Festival of Genomics London — Day 2


Thursday at the Festival

Yesterday, the Seven Bridges team and other delegates were back in action at the Festival of Genomics London. On another busy day, we focused our attention on the challenges of cancer data analysis.

Nazneen Rahman from the Institute of Cancer Research described the difficulties of turning cancer variant data into a clinically useful resource. As a doctor, the wish is to model genetic variant information as clinically implementable actions, where variants guide treatment decisions. For example, in breast cancer many novel BRCA variants can be classified as pathogenic vs nonpathogenic through automated processes. Importantly, the effects of variants differ according to context—for example, between familial and nonfamilial cancers—and these contexts also need to be included in variant effect databases.

Jan Korbel from EMBL spoke about the work of the germline working group from the Pan-Cancer Analysis of Whole Genomes (PCAWG) project. PCAWG is an attempt to standardize the world’s cancer data, which has been generated and processed in many different ways worldwide. The analysis has been done using distributed computation, with subsets of the data analysed on the cloud in conjunction with industry partners (including Seven Bridges).
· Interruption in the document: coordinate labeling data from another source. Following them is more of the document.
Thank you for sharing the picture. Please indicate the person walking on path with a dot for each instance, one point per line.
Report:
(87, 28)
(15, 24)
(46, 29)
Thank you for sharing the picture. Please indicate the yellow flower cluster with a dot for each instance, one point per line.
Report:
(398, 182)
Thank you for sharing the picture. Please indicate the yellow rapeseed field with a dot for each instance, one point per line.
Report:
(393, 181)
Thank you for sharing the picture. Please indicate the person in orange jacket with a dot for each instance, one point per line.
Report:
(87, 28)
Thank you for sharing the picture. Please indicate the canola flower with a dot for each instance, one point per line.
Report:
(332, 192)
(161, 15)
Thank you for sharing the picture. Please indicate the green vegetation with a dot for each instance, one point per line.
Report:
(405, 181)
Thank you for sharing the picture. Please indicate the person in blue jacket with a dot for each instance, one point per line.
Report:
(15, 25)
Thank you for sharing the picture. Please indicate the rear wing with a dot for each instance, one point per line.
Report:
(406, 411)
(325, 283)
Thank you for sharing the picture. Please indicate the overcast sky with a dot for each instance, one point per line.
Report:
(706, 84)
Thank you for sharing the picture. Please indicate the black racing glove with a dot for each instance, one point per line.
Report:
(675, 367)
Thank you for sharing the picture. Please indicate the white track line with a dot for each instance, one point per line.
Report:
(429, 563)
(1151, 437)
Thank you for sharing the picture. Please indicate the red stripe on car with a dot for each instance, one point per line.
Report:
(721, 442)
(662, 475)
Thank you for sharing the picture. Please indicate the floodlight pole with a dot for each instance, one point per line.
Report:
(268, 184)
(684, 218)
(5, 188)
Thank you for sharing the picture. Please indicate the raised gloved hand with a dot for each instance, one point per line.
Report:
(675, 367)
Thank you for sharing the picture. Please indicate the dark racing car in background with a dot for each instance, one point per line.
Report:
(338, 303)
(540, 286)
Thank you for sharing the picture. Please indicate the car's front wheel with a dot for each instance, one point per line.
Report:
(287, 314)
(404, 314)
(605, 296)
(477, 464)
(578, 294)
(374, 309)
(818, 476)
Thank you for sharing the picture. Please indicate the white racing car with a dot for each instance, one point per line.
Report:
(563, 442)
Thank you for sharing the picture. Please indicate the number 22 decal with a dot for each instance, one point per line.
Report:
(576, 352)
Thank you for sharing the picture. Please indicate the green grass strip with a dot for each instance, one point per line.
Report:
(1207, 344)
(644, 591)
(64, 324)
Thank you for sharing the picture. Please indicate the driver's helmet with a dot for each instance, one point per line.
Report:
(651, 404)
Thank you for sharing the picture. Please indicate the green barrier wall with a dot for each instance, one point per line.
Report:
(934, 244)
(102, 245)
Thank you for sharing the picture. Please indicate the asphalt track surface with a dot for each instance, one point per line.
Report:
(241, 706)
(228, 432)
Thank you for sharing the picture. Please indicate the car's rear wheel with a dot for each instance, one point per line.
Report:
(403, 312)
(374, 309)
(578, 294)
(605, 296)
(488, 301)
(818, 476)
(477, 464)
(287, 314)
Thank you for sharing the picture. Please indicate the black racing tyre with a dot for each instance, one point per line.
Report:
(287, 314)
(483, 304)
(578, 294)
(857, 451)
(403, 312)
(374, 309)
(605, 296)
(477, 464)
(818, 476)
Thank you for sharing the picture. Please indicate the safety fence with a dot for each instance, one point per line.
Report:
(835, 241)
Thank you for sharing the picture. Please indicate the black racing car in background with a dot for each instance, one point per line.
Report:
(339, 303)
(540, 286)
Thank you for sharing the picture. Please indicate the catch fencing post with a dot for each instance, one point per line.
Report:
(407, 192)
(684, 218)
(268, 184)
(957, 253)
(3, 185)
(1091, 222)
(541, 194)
There is now a cloud release of ~1,300 germline cancer genomes, some via The Cancer Genome Atlas (TGCA), which is accessible through our Cancer Genomics Cloud.

Nils Gehlenborg from Harvard Medical School spoke on the role of data visualization in enhancing our understanding of the cancer genome. Visualization is an important tool for pattern discovery and hypothesis generation, but is difficult to apply to increasingly large datasets. He presented StratomeX, an interface for exploring complex datasets such as TGCA. A demonstration video is available here.

Discovery in Millions of Genomes

The morning plenary session concluded with Julia Fan Li from Seven Bridges UK speaking about our experience working with very large genomic data sets.

The number of human sequences generated worldwide is increasing rapidly. Many large sequencing projects are underway, including the UK 100,000 Genomes Project and US Million Veteran Program. One million sequenced genomes is about to become a reality.

Why do we need millions of genomes? Julia uses the example of cancer—where genomics is very much driving research, diagnosis and treatment. Discovering genetic variants associated with cancer is still very much a numbers game. More sequenced tumor–normal pairs leads to more identification of genes that are mutated at clinically important frequencies.

But sequencing an ever increasing number of human genomes creates challenges, for data acquisition, storage, distribution and analysis. In terms of difficulty, the challenges of genomics are at least on a par with other major big data enterprises: astronomy, Youtube and Twitter.

Several trends emerge from these challenges:

  • First, computation centers will replace data repositories;
  • Second, portable workflows will replace data transfers;
  • Third, advanced data structures will replace static flat files.

Computation centers replace data repositories

Genomic data poses major challenges for storage and distribution. It will rapidly become impractical to download genomic data to work with locally. The alternative is to store data in a cloud environment and to bring algorithms to the data. This will become the norm.

Portable workflows replace data transfers

As algorithms are brought to data, the portability of workflows becomes more important. Instead of being detailed in a paper’s methods section, the exact pipelines used for an analysis (including version and parameter settings) will be recorded in simple text files that are easily shared and hyperlinked. This means that computational analyses will be transparent, and reproducible.

Advanced data structures replace static flat files

Current sequence and reference data is static, flat, and difficult to store and distribute. As we move towards a million sequenced genomes we must develop novel tools that better represent genetic variation and metadata. Graph genomes will capture the variation of a whole population and self-improve as more genomes become available.

This concept proved popular with the audience:

Graph Aligner

Finally, Julia invited the audience to apply for early access to our Graph Aligner. Our London-based team has been developing this tool with support from Genomics England as part of the 100,000 Genomes Project.

That’s it from the event in London. The Festival of Genomics will be back in Boston in June 2016.